2. Bypassing the captcha by clicking 'next' *looks* like it would be valid and you can fill out content on future pages, but when you get to the end, you're told to: 'Correct the errors highlighted.'
Not much help to a #ScreenReader user.
3. Terms and conditions are on-click, not bogstandard checkboxes, so you're not always sure whether it's checked or not checked.
4. The country select was not a standard combo/list box, but a weird spin control that didn't at all play nicely.

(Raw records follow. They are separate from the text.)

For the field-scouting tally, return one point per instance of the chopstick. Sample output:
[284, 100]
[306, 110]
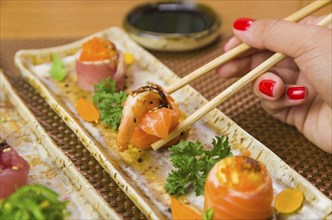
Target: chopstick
[240, 49]
[235, 87]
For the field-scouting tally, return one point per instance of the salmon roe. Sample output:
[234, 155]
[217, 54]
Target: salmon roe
[97, 49]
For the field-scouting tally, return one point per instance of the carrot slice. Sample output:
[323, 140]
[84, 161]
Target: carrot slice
[288, 201]
[87, 110]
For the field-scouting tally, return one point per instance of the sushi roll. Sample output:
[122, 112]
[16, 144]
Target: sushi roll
[99, 59]
[239, 187]
[149, 114]
[14, 170]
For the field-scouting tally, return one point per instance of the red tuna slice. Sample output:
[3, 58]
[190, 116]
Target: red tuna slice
[91, 72]
[14, 171]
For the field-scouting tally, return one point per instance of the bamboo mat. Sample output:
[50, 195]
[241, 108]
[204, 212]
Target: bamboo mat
[243, 108]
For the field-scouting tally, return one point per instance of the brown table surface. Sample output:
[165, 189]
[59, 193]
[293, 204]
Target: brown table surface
[40, 24]
[243, 108]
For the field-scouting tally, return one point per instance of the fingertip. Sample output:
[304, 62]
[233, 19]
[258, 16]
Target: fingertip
[296, 93]
[226, 71]
[269, 87]
[231, 43]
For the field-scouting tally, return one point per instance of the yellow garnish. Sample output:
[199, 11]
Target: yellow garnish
[288, 201]
[129, 58]
[181, 210]
[87, 110]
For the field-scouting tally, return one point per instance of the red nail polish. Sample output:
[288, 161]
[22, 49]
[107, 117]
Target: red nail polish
[242, 24]
[266, 86]
[296, 93]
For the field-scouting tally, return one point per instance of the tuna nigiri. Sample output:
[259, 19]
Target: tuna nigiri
[14, 170]
[239, 188]
[149, 114]
[99, 59]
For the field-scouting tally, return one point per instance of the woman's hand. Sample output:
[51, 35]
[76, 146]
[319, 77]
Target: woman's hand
[298, 89]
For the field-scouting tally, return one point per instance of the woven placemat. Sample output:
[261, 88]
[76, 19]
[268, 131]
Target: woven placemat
[243, 108]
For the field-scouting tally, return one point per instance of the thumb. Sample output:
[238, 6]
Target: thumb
[287, 37]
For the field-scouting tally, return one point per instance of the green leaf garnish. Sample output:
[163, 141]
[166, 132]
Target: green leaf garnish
[58, 71]
[33, 202]
[208, 214]
[109, 103]
[192, 164]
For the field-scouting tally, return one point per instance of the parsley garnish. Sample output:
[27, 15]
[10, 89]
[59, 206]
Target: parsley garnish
[109, 103]
[58, 70]
[33, 202]
[208, 214]
[193, 163]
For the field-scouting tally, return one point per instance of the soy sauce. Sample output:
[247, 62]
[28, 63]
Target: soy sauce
[171, 18]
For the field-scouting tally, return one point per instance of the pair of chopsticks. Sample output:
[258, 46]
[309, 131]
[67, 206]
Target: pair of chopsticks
[242, 82]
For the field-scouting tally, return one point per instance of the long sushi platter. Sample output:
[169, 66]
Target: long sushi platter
[46, 169]
[121, 109]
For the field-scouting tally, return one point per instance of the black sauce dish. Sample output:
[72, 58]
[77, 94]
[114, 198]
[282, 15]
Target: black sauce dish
[172, 26]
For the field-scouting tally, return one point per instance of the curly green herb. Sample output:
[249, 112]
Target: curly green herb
[109, 103]
[208, 214]
[192, 164]
[33, 202]
[58, 70]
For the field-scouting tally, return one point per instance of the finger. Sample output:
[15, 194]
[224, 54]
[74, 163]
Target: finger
[312, 20]
[270, 34]
[294, 95]
[234, 42]
[269, 87]
[240, 66]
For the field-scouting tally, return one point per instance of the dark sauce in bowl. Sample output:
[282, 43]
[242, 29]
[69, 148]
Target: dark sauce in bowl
[172, 26]
[171, 18]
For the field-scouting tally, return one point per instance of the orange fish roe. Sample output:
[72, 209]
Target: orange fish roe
[97, 49]
[241, 173]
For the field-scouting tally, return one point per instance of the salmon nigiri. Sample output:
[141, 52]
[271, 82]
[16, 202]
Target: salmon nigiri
[239, 187]
[149, 114]
[99, 59]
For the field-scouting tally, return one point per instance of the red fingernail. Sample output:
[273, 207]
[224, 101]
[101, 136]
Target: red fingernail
[242, 24]
[266, 86]
[296, 93]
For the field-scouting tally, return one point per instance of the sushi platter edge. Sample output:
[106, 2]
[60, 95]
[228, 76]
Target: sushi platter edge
[258, 150]
[81, 184]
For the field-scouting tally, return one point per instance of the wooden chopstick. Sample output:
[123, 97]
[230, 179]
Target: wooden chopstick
[240, 49]
[237, 86]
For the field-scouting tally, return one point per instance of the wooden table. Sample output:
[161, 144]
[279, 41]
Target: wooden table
[76, 19]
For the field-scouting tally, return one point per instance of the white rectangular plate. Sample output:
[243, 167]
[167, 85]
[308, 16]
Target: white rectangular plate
[49, 166]
[144, 181]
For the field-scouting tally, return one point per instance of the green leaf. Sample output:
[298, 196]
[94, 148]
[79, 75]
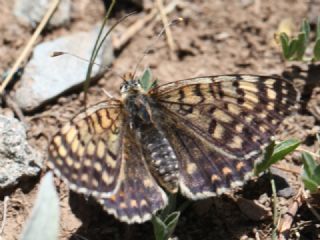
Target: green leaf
[284, 148]
[159, 228]
[264, 164]
[301, 46]
[284, 40]
[293, 46]
[274, 153]
[146, 80]
[171, 222]
[43, 222]
[309, 183]
[318, 29]
[309, 164]
[311, 173]
[164, 229]
[305, 28]
[316, 50]
[316, 174]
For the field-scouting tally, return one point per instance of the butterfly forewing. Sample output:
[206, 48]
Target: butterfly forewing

It's one of those days and it isn't even Thursday...

Tamas G reshared this.

in reply to Andre Louis

There is no excuse for those bits of text that act like check boxes. Make it what it is, a bloody check box. Surely it's less effort in the HTML or java script to do that. Every time I have to hand something in on moodle, I have to do this with the turnitin box because oh no, it was too much effort to make it a check box like the moodle one is.
in reply to destructatron

@destructatron There's some weirdness going on with checkboxes and CSS, multiple sighted frontend people have told me how ugly they look and how hard they are to style. There are very few screen reader users and a lot of sighted users. Most companies would rather have no blind customers than have a super ugly UI.
in reply to Andre Louis

Hi Andrew,
I understand you are experiencing problems when using our website with a magnifying glass. In this case I would kindly suggest you to use a bigger magnifying glass.